Thankfully everyone returned still burning with the GCI fire in their belly. Queen's School Ede was moved to Ibadan in May 1967 and located right next to GCI with a road built between the schools that was no more than walking distance even if a long walk. This created a new 'rivalry' with St Anne's School, especially because Queen's School girls in Higher school classes walked across to GCI for lessons as part of sharing learning resources. I suspect the general neatness of the boys improved from that point!!
Then in 1968, there was a change of baton at the helm. Chief J B. Ojo replaced Mr. D J Bullock as Principal. Both are now of blessed memory, but they each left their marks on the sands of time. Sadly, in 1969, we lost one of our classmates whose young life was terminated by death.

As we look back now to GCI days, we were being prepared for a country that lost its way soon after we left school.
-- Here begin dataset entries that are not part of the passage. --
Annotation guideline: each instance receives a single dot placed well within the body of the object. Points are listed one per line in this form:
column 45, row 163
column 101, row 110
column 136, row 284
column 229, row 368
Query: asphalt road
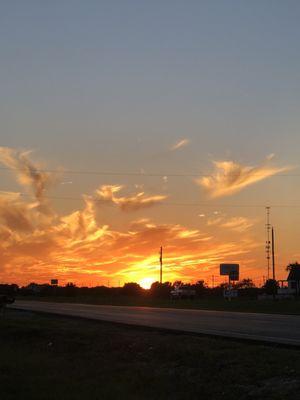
column 284, row 329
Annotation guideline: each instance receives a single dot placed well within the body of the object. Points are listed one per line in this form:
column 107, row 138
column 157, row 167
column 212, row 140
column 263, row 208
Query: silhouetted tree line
column 245, row 287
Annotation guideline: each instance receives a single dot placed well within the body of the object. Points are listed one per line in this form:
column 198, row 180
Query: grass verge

A country that was not to be and is now, over forty years later, striving to recapture its essence, its lost glory, and get back on the path to realise its potential. That general malaise in the wider society manifests through the rapid decline in the solid of standards of GCI.

We mark our jubilee year with a modest contribution to the physical development of our alma mater. Two residential bungalows which Vitafoam Nigeria Pic kindly donated on behalf of the Class Set, and the refurbishment of the ceiling of the office of the President of GCIOBA. Many other Class Sets have made and are making similar contributions and more. We believe, however, that the attention of the wider Old Boys Association should now turn to taking a more robust participation in the administration of the school through a Foundation or Trust, and to restoring the academic standards to the level we once knew and were proud of. The standards that produced a Nobel Laureate, Nuclear Physicists, Medical geniuses, Boardroom gurus, Legal luminaries and front runners in academia. Kids who come to GCI must dream again - and dream big.

On the occasion of our fiftieth, we also remember our fallen colleagues who have passed on, and whose friendship we will cherish all of our days. We have dedicated space in this book to their memory. May their gentle souls rest in peace.

Finally, we must place on record our gratitude to Vitafoam Nigeria Plc for the tremendous support in donating two buildings on behalf of the Class of 1965.

In all, even though the wear and tear of time has taken its toll, we can truly say hitherto the Lord has helped us and we are grateful to the Almighty for His grace and mercy.